She sat down on the edge of her berth, with her small white feet almost touching the floor, and the huge blue automatic resting upon her knees. It was unlikely that she did not appreciate fully the seductive charm of the red and black gown which adapted itself in whatever pose to the youthful curves of her body; and she permitted Peter to sit down on the narrow couch opposite and to examine her and perhaps to speculate for a number of seconds before she seemed to find her speech.

Meekly her dark eyes encountered his.

"I was afraid," she explained in a voice, low but free in her remarkable self-possession. "I knew you would not care, and I hoped that you would have a revolver in your room. So I went there. How did I get in? I borrowed a pass-key from the purser on the plea that I had left mine in my room. I hoped you would not miss it until we reached Hong Kong, and I intended to return it then and explain to you.

"My life," she added deprecatingly, "is in some slight danger, and, like the small fool that I am—even though I am fully aware that no one in the whole world cares whether I am living or dead—well, Mr.
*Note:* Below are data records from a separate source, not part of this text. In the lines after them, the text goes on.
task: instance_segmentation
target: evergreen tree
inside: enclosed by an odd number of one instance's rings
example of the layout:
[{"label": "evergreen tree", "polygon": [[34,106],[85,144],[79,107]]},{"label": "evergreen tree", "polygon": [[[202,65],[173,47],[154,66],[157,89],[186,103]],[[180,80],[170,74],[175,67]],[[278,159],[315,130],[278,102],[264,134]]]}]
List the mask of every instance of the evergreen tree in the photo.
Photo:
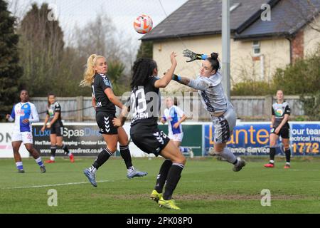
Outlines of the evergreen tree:
[{"label": "evergreen tree", "polygon": [[18,33],[22,77],[31,96],[46,96],[61,83],[60,68],[63,58],[63,33],[47,4],[33,4],[21,20]]}]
Moore, for some reason I still persist in clinging to the small hope."

She smiled wanly and earnestly, so Peter thought. A dozen impulses militated against his believing a word of this glib explanation; his common sense told him that he should seek further, that the explanation was only half made; and yet it cannot be denied that she had gone unerringly to his greatest weakness, perhaps his worst fault, his belief in the sincerity of a woman in trouble.

"Why didn't you ask me?" he demanded in his most apologetic voice, as though he had wronged her beyond repair. "Why didn't you tell me you were in danger? I'd have loaned you the revolver willingly—willingly!"
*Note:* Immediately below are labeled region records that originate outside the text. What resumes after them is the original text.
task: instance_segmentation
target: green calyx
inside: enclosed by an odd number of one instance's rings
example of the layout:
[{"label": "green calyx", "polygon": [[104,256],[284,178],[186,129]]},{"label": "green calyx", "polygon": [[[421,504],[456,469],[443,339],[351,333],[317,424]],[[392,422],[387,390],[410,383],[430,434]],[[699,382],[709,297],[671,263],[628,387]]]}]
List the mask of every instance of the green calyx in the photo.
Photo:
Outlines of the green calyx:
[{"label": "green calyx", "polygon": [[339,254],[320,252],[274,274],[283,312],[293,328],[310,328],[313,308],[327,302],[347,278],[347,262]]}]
"I did try to find you," she replied; "but the wireless room was dark. You were nowhere on deck."

Peter was aware that for some reason Romola Borria did not prefer to share the secret of her real or fancied danger with him. He felt a little dissatisfied, cheated, as though the straightforward answer for which he had come had been turned into the counterfeit of evasion.

The situation as it now had shaped itself demanded some sort of decision. Without the whole truth he was reluctant to leave, and it was imprudent to remain any longer.

Romola, in this constrained pause in their conversation, feeling perhaps the reason for his silence, lowered her dark lashes and drew up her feet until they were concealed by the red folds of the kimono, and she drew the satin more closely about her soft, white throat.